AI will have its greatest impact when AI systems start to create economic value autonomously.
We benchmarked whether frontier models can generate economic value. We prompted them to build a new digital application (e.g., website or mobile app) that can be monetized with a SaaS or advertising-based model. Benchmarked models are:
Results
Both models provided comprehensive outputs in response to our prompts, determined the focus area of the website, and provided instructions for the Cursor AI code editor to build the website.
To be fair to both models, we relied on this prompt without making any further adjustments. The only exception was that when Cursor asked us whether to continue, we prompted it with phrases like “yes, continue please”.
Both websites could not be coded fully with Cursor. Although the code includes most of the core functionalities, the Cursor failed to create a fully functioning website. Therefore, we cannot proceed with the following steps. They both completed 2% of our milestones.
Read the methodology to see how we measured these tools.
Step 1: Choosing the focus of the website
We prompted the frontier models to choose a domain for their app:
Claude Sonnet 3.5’s response
Project management tool for freelancers:
Pricing Structure
- Free Tier:
- 2 active projects
- 1 client
- Basic invoicing
- Pro Tier ($15/month):
- Unlimited projects
- Unlimited clients
- Custom invoicing
- Priority support
- Advanced analytics
Our assessment
The competitors offer: One of the biggest competitors in the area, ClickUp, offers the same features for a cheaper price. Another top vendor in the area, Asana, offers unlimited tasks, projects, messages, activity logs, and file storage (100MB per file) in its Free plan.
The output of Claude Sonnet 3.5 failed to offer competitive pricing or a compelling feature to differentiate it from existing vendors in the field.
ChatGPT-o1
A specialized job board for businesses hiring AI-savvy content creators (writers, marketers, social media managers using AI tools, etc.)
Pricing structure:
- Employer Plan: $199/month for unlimited postings OR $49 per job listing.

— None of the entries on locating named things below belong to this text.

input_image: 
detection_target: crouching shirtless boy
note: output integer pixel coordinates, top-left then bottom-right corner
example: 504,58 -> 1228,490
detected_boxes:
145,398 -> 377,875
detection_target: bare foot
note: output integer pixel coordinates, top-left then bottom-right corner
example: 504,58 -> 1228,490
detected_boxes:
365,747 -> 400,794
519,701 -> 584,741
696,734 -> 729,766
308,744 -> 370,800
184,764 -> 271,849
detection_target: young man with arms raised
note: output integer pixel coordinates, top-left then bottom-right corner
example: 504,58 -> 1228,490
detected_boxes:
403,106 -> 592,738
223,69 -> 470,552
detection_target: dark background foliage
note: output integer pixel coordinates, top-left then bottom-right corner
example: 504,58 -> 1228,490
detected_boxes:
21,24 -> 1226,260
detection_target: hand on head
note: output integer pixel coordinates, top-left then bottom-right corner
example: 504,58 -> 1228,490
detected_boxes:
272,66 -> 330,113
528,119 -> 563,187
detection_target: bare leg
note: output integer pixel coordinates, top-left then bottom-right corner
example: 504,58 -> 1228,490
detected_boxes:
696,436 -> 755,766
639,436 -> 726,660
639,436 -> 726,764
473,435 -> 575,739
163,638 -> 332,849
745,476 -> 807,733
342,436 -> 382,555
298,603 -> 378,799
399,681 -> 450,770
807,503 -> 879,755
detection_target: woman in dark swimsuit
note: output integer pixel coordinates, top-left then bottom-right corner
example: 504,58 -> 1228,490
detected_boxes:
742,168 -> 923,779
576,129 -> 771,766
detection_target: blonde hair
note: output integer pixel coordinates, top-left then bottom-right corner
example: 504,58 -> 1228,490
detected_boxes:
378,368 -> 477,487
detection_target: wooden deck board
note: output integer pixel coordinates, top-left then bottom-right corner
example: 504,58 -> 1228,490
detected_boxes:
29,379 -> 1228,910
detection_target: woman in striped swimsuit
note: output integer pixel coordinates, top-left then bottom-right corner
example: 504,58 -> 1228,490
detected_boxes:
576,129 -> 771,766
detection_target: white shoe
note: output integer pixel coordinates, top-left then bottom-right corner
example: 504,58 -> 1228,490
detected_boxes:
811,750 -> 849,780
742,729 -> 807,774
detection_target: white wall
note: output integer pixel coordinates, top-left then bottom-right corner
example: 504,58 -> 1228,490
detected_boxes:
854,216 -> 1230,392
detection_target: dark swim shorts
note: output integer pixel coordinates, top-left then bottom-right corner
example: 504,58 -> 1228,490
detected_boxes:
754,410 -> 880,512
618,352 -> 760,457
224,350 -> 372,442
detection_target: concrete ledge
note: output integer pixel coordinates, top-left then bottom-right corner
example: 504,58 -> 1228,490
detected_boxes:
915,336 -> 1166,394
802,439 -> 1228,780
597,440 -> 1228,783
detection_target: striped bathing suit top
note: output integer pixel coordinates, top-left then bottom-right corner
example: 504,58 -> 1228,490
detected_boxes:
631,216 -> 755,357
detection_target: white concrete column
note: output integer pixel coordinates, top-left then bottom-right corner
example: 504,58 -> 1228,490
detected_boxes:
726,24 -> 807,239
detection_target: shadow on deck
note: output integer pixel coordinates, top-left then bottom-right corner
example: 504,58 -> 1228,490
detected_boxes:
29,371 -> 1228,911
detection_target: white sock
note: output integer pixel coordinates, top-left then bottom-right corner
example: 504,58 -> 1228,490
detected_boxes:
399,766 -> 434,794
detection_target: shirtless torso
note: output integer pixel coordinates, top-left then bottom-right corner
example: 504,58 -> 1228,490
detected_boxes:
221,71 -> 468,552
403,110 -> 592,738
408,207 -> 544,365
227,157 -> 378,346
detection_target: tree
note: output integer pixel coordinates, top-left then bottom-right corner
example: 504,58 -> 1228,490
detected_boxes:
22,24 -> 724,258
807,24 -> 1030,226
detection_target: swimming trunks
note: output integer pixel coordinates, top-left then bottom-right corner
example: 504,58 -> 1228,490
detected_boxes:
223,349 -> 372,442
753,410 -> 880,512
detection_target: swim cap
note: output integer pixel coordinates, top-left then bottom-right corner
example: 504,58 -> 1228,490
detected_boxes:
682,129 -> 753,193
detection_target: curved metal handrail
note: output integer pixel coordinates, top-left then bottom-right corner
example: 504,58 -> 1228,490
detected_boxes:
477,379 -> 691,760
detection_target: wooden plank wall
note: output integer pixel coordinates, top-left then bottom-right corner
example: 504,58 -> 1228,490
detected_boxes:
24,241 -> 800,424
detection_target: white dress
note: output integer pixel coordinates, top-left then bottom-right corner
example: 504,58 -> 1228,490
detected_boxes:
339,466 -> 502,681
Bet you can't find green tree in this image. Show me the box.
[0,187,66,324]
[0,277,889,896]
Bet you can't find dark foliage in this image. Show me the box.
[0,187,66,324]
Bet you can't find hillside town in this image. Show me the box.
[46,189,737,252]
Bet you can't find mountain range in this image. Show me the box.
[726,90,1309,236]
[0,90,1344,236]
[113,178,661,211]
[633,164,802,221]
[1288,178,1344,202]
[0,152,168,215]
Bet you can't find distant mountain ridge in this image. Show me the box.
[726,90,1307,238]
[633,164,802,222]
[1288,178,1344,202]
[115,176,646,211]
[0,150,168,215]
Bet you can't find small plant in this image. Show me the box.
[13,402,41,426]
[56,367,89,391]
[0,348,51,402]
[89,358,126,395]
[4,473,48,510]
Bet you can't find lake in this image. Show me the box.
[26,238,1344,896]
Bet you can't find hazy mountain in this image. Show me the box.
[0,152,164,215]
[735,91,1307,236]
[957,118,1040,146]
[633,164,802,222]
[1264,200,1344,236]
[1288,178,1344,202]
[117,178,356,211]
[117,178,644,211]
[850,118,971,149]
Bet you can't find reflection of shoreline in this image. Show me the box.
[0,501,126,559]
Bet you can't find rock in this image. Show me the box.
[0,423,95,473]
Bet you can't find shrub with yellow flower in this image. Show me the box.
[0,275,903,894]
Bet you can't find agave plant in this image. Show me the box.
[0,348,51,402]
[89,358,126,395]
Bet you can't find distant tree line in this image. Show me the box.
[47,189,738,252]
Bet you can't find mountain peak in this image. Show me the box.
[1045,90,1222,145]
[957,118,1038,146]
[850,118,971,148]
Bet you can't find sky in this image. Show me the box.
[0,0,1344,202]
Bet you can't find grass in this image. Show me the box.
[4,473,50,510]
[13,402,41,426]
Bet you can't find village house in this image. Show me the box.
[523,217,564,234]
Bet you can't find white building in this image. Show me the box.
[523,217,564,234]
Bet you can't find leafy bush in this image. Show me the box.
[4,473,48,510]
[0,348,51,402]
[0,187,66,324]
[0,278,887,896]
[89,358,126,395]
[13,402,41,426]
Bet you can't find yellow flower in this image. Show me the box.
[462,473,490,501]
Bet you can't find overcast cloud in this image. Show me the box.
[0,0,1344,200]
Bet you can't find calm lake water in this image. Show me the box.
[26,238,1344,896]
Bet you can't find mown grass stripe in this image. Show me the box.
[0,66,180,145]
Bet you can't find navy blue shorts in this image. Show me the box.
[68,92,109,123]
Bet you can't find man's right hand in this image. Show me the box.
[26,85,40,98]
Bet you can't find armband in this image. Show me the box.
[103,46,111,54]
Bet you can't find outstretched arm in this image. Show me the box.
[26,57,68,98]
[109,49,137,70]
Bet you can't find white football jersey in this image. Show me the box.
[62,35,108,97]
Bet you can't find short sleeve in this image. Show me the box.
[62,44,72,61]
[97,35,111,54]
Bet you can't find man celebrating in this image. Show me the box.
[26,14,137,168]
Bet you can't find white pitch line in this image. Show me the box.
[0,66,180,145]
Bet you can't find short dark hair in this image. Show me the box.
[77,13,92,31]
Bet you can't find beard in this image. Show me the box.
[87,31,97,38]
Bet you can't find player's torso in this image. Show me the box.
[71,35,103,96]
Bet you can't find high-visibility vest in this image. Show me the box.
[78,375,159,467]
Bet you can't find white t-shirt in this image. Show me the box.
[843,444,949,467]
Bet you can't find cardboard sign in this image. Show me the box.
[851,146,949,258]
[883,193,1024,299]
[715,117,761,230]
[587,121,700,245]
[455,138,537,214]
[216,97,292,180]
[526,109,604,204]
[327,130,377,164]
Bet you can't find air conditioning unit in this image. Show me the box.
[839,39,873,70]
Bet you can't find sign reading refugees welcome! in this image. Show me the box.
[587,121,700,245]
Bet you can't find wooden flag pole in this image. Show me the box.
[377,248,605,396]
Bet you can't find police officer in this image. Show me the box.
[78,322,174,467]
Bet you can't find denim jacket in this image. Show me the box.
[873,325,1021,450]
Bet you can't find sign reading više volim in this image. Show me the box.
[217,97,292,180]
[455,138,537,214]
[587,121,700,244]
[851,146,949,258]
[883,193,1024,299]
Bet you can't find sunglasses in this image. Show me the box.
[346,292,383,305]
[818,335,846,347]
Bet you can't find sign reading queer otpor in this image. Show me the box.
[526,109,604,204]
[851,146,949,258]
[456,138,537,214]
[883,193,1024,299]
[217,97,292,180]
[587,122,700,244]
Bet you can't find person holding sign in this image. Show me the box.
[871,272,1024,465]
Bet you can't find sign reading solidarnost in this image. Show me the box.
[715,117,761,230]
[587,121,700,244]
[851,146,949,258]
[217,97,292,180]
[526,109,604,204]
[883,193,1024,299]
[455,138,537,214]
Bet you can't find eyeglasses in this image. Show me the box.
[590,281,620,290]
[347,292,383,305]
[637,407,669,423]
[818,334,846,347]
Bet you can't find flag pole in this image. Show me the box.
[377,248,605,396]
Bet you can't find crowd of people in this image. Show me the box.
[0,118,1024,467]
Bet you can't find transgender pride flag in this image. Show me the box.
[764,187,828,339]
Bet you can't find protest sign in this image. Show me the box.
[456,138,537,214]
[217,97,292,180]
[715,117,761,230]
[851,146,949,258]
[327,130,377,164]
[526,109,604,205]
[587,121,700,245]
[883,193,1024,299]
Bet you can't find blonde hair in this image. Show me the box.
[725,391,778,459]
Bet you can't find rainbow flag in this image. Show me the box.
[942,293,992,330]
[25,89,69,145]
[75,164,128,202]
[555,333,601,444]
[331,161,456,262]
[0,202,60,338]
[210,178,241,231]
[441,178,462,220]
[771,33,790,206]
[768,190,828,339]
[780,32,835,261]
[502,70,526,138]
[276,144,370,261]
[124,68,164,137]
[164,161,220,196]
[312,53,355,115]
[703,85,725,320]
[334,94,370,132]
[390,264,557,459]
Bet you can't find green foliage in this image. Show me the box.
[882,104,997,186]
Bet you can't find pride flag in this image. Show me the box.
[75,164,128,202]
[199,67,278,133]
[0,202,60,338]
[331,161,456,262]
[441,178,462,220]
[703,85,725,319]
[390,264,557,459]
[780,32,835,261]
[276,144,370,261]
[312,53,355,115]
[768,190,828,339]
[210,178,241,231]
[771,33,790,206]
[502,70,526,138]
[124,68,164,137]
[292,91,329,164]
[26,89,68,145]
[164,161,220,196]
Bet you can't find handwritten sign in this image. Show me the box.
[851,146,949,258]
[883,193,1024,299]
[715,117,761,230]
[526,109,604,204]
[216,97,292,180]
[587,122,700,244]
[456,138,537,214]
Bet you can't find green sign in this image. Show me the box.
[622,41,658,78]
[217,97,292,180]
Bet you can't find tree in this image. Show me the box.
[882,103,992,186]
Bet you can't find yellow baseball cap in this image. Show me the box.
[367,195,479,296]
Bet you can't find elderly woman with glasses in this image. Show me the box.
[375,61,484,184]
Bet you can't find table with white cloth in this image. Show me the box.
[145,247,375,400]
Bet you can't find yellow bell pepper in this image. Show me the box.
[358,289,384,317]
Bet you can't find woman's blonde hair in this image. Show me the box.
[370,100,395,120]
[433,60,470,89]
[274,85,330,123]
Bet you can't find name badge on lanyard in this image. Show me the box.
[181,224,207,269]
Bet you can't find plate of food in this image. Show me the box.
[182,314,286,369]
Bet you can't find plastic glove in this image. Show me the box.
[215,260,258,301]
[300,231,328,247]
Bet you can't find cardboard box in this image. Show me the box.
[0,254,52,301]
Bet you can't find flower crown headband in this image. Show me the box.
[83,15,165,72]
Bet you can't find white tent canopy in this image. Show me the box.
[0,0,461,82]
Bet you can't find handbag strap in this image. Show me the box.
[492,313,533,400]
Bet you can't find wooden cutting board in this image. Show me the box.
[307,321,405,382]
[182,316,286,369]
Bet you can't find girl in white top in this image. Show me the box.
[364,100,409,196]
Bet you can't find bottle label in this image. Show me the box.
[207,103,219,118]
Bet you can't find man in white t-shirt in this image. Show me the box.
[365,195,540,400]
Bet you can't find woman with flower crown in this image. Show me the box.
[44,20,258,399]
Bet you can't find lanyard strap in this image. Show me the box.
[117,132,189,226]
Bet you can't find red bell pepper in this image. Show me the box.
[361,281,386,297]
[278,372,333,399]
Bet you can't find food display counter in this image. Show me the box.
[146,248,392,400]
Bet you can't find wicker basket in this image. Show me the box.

- Job Seeker: Free to create a profile and browse.
Our assessment
This pricing model presents a straightforward, flat-fee structure that could be cost-effective for employers with frequent hiring needs, offering unlimited postings for a fixed monthly rate. However, for employers with infrequent postings or those preferring to pay fees proportional to transaction amounts, existing platforms like Upwork with minimal upfront costs and percentage-based fees might appear more economical.
Therefore, the suggestion of ChatGPT-o1 may not appeal to either employers or employees.
Our research revealed that these models lack the ability to perform high-quality research since their output is not only a new idea, but also does not offer better features than their competitors. They still require human researchers to improve upon existing tools.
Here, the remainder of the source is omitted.